Overweight and obesity raise cancer risk—but how?
By Richard Saltus

Bruce Spiegelman, PhD, searches for 
molecular links between cancer and 
obesity associated with fatty foods 
like those pictured below.

Bruce Spiegelman, PhD, searches for molecular links between cancer and obesity associated with fatty foods like those pictured below.

In this cancer-conscious age, people spend a lot of time worrying about the things they eat—and rightly so. But an important new message from research is that how much you consume may be just as important, or maybe even more so, as what is in your diet.

While much remains uncertain or in debate about the cancer-causing potential of various food ingredients, the evidence grows stronger all the time that being overweight or obese is a major cancer risk factor.

Until the last few years, concerns about excess weight and cancer had focused on a few isolated forms of the disease where the link was especially obvious, such as endometrial cancer in women.

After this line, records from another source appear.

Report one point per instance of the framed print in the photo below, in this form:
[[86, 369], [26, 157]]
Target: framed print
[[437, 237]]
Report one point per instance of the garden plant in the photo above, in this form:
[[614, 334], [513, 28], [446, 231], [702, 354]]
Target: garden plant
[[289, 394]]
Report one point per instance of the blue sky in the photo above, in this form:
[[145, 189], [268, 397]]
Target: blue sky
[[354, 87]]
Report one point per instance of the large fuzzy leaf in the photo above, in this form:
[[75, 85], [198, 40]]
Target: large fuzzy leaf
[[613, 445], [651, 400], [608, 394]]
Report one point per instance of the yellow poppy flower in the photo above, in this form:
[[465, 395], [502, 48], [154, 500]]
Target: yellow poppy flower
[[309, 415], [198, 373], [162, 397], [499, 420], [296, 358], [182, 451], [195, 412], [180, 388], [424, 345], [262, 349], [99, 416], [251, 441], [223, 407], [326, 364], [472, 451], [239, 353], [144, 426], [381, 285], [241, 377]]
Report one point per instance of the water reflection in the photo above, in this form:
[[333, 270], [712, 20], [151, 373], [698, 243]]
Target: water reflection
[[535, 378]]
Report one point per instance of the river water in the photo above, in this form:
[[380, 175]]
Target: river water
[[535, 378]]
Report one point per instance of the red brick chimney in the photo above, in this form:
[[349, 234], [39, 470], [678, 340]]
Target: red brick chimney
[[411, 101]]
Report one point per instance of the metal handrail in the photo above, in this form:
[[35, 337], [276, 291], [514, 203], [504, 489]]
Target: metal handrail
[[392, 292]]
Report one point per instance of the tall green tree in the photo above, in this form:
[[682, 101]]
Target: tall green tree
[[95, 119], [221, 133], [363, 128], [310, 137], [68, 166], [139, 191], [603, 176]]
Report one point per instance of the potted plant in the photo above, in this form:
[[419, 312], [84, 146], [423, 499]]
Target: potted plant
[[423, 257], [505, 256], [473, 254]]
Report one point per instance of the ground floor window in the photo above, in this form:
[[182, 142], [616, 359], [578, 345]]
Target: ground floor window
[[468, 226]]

Recent studies, however, found that overweight contributes to a larger number of cancers than had been previously recognized. The National Cancer Institute is stepping up research in the field, from studies of body mass and cancer risk in large population groups down to investigations at the cellular level, where much remains unclear about how obesity triggers cancerous growth.

The obesity-cancer connection takes on greater importance against the backdrop of the worsening obesity epidemic in the United States. About 65 percent of Americans are overweight, and nearly one-third of Americans are classified as obese, according to the National Center for Health Statistics. Investing in the research could have great rewards: Unlike many cancer risk factors, weight gain is often preventable.

"If we make further improvements in tobacco control, and the trend toward excess body weight continues, obesity could become the primary preventable risk factor for death from cancer," says Dana-Farber President Edward J. Benz Jr., MD.